Malaise dans la civilisation banlieue

par Sander Rose
vendredi 1er février 2008

Quartiers défavorisés et jeunes de banlieue en grande difficulté : une politique spécifique ?

On ne peut réduire le travail à la seule sphère économique.
La finalité humaine des sociétés ne doit pas être oubliée.
Penser la personne dans sa globalité sociale, familiale, culturelle, environnementale, est une responsabilité sociale collective.

Un écosystème est un groupe de communautés biologiques qui se partagent un milieu physique. L’air, la terre, l’eau et les organismes vivants, y compris les êtres humains, interagissent pour former un écosystème. Par analogie, lorsque les organisations sociales ne parviennent plus à maintenir des échanges interrelationnels équitables et accentuent les disparités entre les communautés d’individus, le tissu social se désagrège à la manière d’un sol défriché qui se dégrade par érosion et drainage de ses éléments nutritifs.

L’expansion économique à une échelle mondiale ne permet pas de justifier à elle seule les ravages et les modifications parfois irréversibles dans le tissu social et son corollaire, le tissu environnemental.
Développement durable commence par charité bien ordonnée. A trop confondre ouverture au monde et mise à nu des fondations d’une communauté humaine, comme on arrache des haies, des arbustes, des arbres pour voir plus loin... on aboutit à son résultat opposé. L’anéantissement de milieux de vie, la désolation, la précarisation, la nomadisation de populations, l’écoulement anarchique de flux humains déracinés, la marginalisation et la colère.

On ne peut continuer à déstructurer sciemment des organisations sociétales millénaires, sans se soucier d’en anticiper les conséquences.
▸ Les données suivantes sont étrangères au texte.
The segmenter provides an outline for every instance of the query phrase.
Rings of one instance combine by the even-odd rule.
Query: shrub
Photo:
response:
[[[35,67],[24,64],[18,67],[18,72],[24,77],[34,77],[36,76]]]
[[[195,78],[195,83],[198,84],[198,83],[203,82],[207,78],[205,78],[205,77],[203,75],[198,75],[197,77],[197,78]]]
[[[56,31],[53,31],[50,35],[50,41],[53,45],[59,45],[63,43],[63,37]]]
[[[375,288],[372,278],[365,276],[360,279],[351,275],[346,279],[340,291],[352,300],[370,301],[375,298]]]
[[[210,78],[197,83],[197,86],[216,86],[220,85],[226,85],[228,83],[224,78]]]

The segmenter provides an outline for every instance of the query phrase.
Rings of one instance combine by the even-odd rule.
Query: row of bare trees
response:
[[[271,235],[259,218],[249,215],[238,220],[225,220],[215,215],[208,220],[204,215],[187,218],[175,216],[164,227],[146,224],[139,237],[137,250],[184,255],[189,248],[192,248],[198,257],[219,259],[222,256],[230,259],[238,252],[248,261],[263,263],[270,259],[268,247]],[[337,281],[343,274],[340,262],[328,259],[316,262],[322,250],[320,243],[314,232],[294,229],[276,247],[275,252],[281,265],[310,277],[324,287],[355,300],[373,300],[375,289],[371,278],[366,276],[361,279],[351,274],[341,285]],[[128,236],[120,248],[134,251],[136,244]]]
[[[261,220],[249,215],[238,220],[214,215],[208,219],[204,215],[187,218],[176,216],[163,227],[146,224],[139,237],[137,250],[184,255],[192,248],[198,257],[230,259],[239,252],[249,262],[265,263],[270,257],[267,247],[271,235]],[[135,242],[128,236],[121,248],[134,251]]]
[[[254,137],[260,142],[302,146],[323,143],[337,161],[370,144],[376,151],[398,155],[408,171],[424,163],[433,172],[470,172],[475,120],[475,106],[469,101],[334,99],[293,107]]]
Face à cet expansionnisme économique planétaire qui explose toutes les frontières naturelles, et contribue à raréfier et distendre des liens sociaux lentement construits et librement consentis, la finalité humaine des sociétés ne doit pas être niée, oubliée.

Ce phénomène est d’autant plus difficile à endiguer, qu’il s’accompagne d’une dilution du pouvoir et des responsabilités, assortie d’un éclatement des communautés de vie, du cœur organisationnel et des lieux de décision.

Il faut remettre des repères, des talus, du sens, là où la désintégration humaine se fait le plus cruellement sentir.

Aujourd’hui, des quartiers dits « sensibles », généralement situés en banlieue, sont en situation insurrectionnelle. En passe de devenir des cités interdites, elles concentrent une masse de jeunes inactifs en recherche d’un élan vital, d’un projet collectif qui leur redonne une identité et une visibilité sociale, autre que l’ombre des cages d’escalier ou des caves. Des jeunes, en recherche de reconnaissance et de projets professionnels qui leur offrent d’autres alternatives d’intégration que les marchés parallèles et la culture de paradis artificiels.

Pour que les tensions sociales se traduisent en forces positives et dynamiques d’évolution, il faudrait :

Agir en profondeur mais rapidement, avant que cette érosion sociale ne soit irréversible. Redonner souffle et sens au terrain urbain dévasté, enclavé ; retisser du lien et des identités collectives là où les stratégies de développement classiques n’ont su répondre ; mettre en œuvre de vastes programmes de lutte contre la désintégration sociale, là où le potentiel humain existe, grouillant d’énergies inemployées qui ne demandent qu’à se révéler.

Innerver au plus vite des circuits de micro-économie, réinjecter et impulser de nouveaux échanges de services salariés (fondés sur des modes de gestion intégratifs ou participatifs...), « polliniser » des structures et des laboratoires actifs d’intégration.

Favoriser l’esprit d’entreprise, l’installation de commerces de proximité, de l’artisanat, la création de pme-pmi, de services publics locaux, d’agences d’emploi et de formation accompagnatrices des besoins, le développement des écoles et de lieux culturels, la construction de logements à prix accessibles dans le cadre d’un urbanisme à visage humain.

Tendre à une plus grande égalité des chances et une moindre discrimination, en favorisant et démocratisant l’accès à l’informatique, au multimédia, à internet.

Et envisager une « Ere de grands travaux » pour une banlieue qui marche dans la lumière, avec toutes ses forces vives et sa jeunesse en étendard.

Une banlieue porteuse d’avenir et d’espoirs, dans une communauté ouverte à l’infini de l’altérité, en quête d’un sens commun, au cœur même de la différence.

Une banlieue devenue force de proposition et actrice de la reconstruction du maillage social et économique de son territoire.